Moeves is the defendant in at least five civil suits in Kenton County, has been suspended from practicing law in Ohio and was arrested in December 2010 in Kentucky and charged with felony theft.
The Supreme Court found that Moeves took part in multiple fraudulent schemes involving clients from 2005 through 2012 and admitted to them in his resignation from the bar. The cases all have similar threads — Moeves taking money from a client and promising to do legal work, then either brushing off the client or repeatedly promising to complete the legal task, but not doing so.
In one case Minton cited from 2007, a woman hired Moeves to represent her in a federal criminal case in Alabama and to investigate whether her accountant was embezzling from her.

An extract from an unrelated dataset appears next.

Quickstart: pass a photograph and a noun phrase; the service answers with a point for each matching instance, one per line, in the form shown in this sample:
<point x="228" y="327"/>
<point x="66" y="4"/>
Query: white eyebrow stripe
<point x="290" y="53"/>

Moeves told Baird he believed the money was being taken to Mexico and took funds for private investigators and trips to that country.
Moeves also told Baird he was friends with a U.S. senator who could get her a passport for $20,000. The passport never materialized and the senator, who wasn't named, told Baird he'd never heard of Moeves, Minton wrote.
Moeves later refunded $123,363 to Baird and promised another $315,000, but it remains unclear if those funds were repaid, Minton wrote. Baird would later plead guilty to harboring illegal aliens and serve three years of probation. She sued Moeves in 2009 and filed a bar complaint against him.
In another case, Moeves pleaded guilty to taking $4,000 from a client that should have gone to restitution in the client's criminal case. Moeves was sentenced to two years in prison.
On at least three occasions, Moeves told clients he suffered from terminal illnesses, including ALS, when he wasn't ill, Minton wrote.
Moeves also forged the name of state Sen. Jack Westwood on a property deed in a probate case, then sold the property to a relative.
Moeves has been convicted of crimes at least twice and sentenced to prison. Moeves was released from the Kenton County jail where he was serving his sentence on July 23. The jail site says he was paroled. Eric Deters of Independence, who once represented Moeves during one of the criminal investigations, said Thursday that Moeves is not a client.